HSBC 'Sneaky' Results Make Lloyds, RBS Worth Buying: Analysts

Investors cheered HSBC first quarter results on Tuesday, but one analyst said the bank's profit-beat was misleading, and recommended RBS and Lloyds shares as better buys.

(Read More: HSBC Shares Rise as Profit Beats Expectations)

HSBC, Britain's biggest bank, reported a near doubling in pre-tax profit to $8.4 billion, better than the $8.1 billion forecast by analysts. HSBC shares rose nearly 3 percent on the news, and were among top top gainers on London's FTSE 100.

"We have had a good start to the year, with growth in reported and underlying profit before tax. These results demonstrate our progress in implementing the strategy we set out in May 2011," HSBC CEO Stuart Gulliver said.

However, Cormac Leech, bank analyst at Liberum Capital, said the bank's better-than-forecast result was "sneaky" and "slightly disappointing", as it was boosted by falling impairment charges.

"The vast majority of the beat, which is getting the market excited, is loan losses," Leech told CNBC.

"However, the underlying data is slightly disappointing if you dig into the detail.

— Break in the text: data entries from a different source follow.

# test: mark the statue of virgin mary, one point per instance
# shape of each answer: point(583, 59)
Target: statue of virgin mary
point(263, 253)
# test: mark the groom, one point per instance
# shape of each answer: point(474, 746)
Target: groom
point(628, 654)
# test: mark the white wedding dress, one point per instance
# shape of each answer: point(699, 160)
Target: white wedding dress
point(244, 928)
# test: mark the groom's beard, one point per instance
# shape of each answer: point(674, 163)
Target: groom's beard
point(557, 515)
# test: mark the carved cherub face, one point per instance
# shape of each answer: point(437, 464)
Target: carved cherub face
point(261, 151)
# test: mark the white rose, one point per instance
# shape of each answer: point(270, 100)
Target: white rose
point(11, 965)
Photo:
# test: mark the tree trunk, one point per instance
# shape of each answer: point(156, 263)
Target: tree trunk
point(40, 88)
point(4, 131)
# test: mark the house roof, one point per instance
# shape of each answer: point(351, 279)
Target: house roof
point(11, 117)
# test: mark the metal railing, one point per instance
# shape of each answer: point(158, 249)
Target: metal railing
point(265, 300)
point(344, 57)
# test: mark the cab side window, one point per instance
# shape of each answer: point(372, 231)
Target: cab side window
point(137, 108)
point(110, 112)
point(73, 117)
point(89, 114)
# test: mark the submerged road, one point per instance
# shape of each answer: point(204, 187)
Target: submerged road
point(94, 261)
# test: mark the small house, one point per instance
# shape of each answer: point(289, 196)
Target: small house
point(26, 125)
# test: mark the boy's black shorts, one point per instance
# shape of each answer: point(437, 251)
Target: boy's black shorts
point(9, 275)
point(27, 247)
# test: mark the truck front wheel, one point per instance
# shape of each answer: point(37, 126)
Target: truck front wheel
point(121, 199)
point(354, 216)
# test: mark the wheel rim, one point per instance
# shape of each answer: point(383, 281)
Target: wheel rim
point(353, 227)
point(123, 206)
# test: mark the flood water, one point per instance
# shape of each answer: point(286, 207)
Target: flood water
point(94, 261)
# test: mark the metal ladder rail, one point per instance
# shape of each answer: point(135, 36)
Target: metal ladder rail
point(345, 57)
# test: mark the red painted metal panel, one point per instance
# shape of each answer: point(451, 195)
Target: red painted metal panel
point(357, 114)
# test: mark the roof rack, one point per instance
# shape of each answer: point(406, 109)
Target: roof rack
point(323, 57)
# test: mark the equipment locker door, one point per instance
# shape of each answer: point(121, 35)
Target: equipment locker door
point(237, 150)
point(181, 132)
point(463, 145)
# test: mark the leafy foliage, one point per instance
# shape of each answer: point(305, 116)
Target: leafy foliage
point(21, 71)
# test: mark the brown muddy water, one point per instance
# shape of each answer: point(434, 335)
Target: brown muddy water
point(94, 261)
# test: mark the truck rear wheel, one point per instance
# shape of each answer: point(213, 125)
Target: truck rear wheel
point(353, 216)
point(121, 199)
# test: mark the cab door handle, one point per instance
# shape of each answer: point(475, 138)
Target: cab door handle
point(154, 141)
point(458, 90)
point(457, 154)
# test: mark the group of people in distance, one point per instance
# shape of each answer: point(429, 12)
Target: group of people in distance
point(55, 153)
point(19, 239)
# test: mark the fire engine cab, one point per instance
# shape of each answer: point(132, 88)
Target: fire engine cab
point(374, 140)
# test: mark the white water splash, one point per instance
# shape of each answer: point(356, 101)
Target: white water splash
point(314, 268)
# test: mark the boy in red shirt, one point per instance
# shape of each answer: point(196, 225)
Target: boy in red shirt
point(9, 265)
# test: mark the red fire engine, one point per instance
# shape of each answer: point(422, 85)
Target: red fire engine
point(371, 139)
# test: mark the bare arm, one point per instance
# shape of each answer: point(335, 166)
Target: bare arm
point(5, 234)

There is a sneaky 0.5 billion pound [$0.8 billion] debit adjustment on derivatives, which most people will not have picked up immediately, because it is not listed as notable item," he said.

Leech said that based on the result, he would advise investors to switch out of HSBC shares into Lloyds and Royal Bank of Scotland (RBS), both of which were bailed-out by the U.K. taxpayer during the financial crisis.

"I think the first quarter for RBS was deceptively weak. There was a certain amount of dumping assets to hit the capital improvement target they had set themselves, because they were trying to avoid doing a capital raise and it is trading on 0.6 tangible," said Leech.

"So you have an opportunity to switch out of HSBC, which is trading on 1.4, and switch into RBS, which I believe can do a 10 percent ROE [return-on-equity] at 0.6 tangible [book value]."

He added that if HSBC was to rally a further 5-10 percent, playing it from the short-side would start to become attractive.

Leech 's comments echoed those of Chirantan Barua, a senior U.K. bank research analyst at Bernstein Research. Barua is bullish on U.K. banks for the first time in years, in particular Lloyds and RBS.

(Read More: UK Banks Return to Favor in Turnaround Year)

"After years of muted growth driven, both by supply side and demand side factors, we believe 2013 will be a turnaround year," he said in a note to clients last week.

Lloyds, followed by RBS, is Barua's pick of the U.K. banks, as both stand to benefit the most from the recovery in U.K. consumer demand.

"There is a clear route to floating Lloyds and RBS now. I think a lot of the reasons why Lloyds and RBS were not investable have abated, so I think at current levels they are attractive," said Leech.